Now a similar rule came to the attention of the press and bloggers regarding the licensed mental health professions where mental health professionals actually asked to take that rule out because they wanted to express their opinion that the presidential candidate Donald Trump is not fit for office because he is nuts.

The mental health professionals openly asked the government to repeal the so-called "Goldwater rule" adopted by the American Psychiatric Association in 1973 (at the height of the Cold War, by the way) "declaring it unethical for any psychiatrist to diagnose a public figure’s condition “unless he or she has conducted an examination and has been granted proper authorization for such a statement.”

So far, 2,200 mental health professionals have trumped the rule to criticize Trump - by signing the "anti-Trump Manifesto" of "citizen therapists".

I do not know whether Donald Trump is nuts or not, and do not share the opinion of the mental health professionals, but I do not see why those mental health professionals cannot express that opinion openly if they see the signs.  It is, after all, their liability for defamation to Donald Trump, and if they are willing to risk it - freedom of speech allows criticizing a candidate to public office.

But, in both cases, of attorney licensing and of mental health professionals licensing, the issue becomes - how do "gag" rules on criticism of people already occupying public office and who are running for public office, criticism fully protected by the 1st Amendment, comports with the declared purpose of occupational licensing - protecting the public?

Isn't fully informing the voters actually protecting them from bad decisions at the polls? And gagging criticism unhealthy for the democracy and the public?

Anyway, it is the second profession, after lawyers, starting to raise the issue that the licensed professionals should not be prohibited from criticizing candidates for public office using their professional knowledge.

And, in the situation with mental health professionals, they often see no more of the patient before diagnosing the patient than they see Donald Trump, and, possibly, they see a lot more of Donald Trump (on TV), and are a lot more capable of reviewing his reactions, mimics, body language, conduct etc., what is usually used to return a mental health diagnosis in a one-to-one meeting with a patient.

Granted, Donald Trump did not choose critics as his physicians. 

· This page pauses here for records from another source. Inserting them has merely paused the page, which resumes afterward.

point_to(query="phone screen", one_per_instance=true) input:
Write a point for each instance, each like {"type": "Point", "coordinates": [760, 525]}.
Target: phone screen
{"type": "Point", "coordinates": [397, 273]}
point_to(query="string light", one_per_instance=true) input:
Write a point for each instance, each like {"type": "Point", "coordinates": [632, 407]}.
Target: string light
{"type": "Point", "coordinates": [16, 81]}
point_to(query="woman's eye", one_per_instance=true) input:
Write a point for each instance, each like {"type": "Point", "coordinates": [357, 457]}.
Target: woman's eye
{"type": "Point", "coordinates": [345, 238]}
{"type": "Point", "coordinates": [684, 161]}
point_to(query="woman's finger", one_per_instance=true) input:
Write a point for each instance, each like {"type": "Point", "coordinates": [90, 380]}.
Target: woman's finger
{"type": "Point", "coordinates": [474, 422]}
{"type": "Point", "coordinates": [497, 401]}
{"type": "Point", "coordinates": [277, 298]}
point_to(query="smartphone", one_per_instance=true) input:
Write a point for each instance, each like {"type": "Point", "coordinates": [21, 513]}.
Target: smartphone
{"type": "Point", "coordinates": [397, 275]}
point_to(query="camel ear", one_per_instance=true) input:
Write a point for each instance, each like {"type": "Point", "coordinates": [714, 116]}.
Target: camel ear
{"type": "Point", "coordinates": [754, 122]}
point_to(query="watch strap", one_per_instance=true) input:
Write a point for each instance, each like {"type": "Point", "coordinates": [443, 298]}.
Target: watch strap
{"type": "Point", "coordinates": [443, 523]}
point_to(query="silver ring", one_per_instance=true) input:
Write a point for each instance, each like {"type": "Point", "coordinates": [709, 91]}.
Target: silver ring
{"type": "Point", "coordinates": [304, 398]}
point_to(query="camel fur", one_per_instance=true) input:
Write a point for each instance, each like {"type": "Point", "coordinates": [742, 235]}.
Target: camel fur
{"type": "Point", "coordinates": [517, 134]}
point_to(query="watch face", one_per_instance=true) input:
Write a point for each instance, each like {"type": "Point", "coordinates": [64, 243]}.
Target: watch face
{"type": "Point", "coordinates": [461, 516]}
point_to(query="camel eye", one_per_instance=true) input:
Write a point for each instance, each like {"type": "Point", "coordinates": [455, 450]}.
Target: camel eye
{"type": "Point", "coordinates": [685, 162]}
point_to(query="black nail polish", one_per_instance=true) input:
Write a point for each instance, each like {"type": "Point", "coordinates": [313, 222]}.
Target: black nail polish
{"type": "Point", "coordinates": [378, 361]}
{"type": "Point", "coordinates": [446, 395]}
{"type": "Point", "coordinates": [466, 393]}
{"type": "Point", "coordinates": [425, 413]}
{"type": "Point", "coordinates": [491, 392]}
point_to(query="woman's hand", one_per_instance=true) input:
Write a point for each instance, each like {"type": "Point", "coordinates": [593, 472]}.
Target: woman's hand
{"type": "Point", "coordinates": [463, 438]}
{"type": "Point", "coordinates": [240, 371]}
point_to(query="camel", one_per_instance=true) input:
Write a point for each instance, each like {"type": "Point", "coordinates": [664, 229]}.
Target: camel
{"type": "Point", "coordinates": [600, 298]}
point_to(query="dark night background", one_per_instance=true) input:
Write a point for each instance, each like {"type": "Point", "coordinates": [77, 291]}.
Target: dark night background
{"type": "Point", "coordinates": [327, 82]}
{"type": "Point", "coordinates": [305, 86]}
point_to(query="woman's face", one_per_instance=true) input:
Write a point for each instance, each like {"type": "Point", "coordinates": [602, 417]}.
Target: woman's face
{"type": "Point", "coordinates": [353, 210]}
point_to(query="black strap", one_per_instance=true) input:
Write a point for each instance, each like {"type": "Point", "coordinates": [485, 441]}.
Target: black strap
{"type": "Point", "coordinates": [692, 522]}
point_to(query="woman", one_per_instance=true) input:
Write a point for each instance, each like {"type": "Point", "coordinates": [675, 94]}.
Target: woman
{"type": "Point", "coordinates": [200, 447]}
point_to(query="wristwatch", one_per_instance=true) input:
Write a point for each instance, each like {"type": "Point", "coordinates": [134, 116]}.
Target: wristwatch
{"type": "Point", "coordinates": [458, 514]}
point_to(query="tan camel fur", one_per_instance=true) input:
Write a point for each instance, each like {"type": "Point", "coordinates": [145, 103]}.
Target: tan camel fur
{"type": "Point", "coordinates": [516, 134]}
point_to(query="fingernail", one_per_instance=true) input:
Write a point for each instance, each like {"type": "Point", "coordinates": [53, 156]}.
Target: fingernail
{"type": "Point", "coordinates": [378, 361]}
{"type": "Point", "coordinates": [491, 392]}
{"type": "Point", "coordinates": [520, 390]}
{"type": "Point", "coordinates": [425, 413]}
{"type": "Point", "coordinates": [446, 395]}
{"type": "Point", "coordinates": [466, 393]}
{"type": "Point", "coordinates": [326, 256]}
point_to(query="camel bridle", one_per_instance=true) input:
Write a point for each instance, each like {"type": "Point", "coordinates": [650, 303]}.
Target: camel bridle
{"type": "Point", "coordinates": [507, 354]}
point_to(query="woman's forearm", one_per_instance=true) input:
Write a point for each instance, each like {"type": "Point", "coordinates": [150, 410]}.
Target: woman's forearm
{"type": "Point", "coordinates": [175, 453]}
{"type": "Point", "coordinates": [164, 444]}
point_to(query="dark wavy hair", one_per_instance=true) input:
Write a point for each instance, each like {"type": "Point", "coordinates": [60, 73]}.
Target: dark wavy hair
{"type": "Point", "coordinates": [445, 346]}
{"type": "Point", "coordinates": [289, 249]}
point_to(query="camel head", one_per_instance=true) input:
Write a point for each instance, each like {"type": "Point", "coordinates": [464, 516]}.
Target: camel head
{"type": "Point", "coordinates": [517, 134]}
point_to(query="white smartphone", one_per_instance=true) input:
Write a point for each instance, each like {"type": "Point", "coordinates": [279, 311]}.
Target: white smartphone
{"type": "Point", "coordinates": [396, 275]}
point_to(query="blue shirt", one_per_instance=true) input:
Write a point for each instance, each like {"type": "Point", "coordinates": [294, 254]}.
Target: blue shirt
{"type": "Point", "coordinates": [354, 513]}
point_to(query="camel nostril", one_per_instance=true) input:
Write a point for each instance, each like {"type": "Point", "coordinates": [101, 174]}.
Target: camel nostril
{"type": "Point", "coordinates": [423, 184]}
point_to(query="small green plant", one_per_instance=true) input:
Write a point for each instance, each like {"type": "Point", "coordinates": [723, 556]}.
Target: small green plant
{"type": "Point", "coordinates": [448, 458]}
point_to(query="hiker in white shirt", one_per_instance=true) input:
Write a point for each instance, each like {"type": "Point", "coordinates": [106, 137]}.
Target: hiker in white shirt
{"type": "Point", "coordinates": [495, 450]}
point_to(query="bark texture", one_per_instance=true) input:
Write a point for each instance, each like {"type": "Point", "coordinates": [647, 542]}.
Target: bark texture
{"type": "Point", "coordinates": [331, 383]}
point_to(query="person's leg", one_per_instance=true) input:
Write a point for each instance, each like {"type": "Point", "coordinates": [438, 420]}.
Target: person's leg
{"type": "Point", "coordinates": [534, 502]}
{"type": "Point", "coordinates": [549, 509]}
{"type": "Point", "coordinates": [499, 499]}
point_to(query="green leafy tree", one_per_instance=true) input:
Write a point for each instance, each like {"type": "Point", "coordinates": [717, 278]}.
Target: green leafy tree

And, granted, if he did, the diagnosis would have been covered by privacy laws.

And, granted, a mental health diagnosis, casually slapped on a person for his or her political views or behavior in a political campaign, may be, first, damaging, second, may smack of Soviet-type "punitive psychiatry", and, third, raises real defamation issues for the person publicly slapping somebody who never hired that person as a mental health professional with a mental health diagnosis.

That's why when mental health professionals publicly express their opinions about mental health of candidates for public office, those opinions are not valid medical diagnoses.

And, of course, such a long-distance mental health evaluation will not stand in court, if mental health professionals are sued for defamation.

And, accusing somebody to have a mental health disease in compatible with holding public office, while that person does not have such a disease, is not simply defamation, but defamation per se, where no harm needs to be proven.

Yet, it is the mental health professionals' own risk to take, and the state, as a condition of licensing their livelihood, has no right to impose any dating-back-to-Cold-War gag "ethical rules" on criticism of candidates for public office.

Which applies also to lawyers and to everybody else.

When a presidential candidate, a person who controls "the big red button", is sought to be elected, the public needs all information it can get to make a decision who to choose.

That's why the 1st Amendment is even in existence - to promote public debate of often sensitive issues and to thus help preserve the democracy in this country.

For that reason, there should be no "gag ethical rules" on criticism of public officers or candidates of public office for licensed professionals of any kind.

Not lawyers, not doctors, not mental health professionals, not anyone else.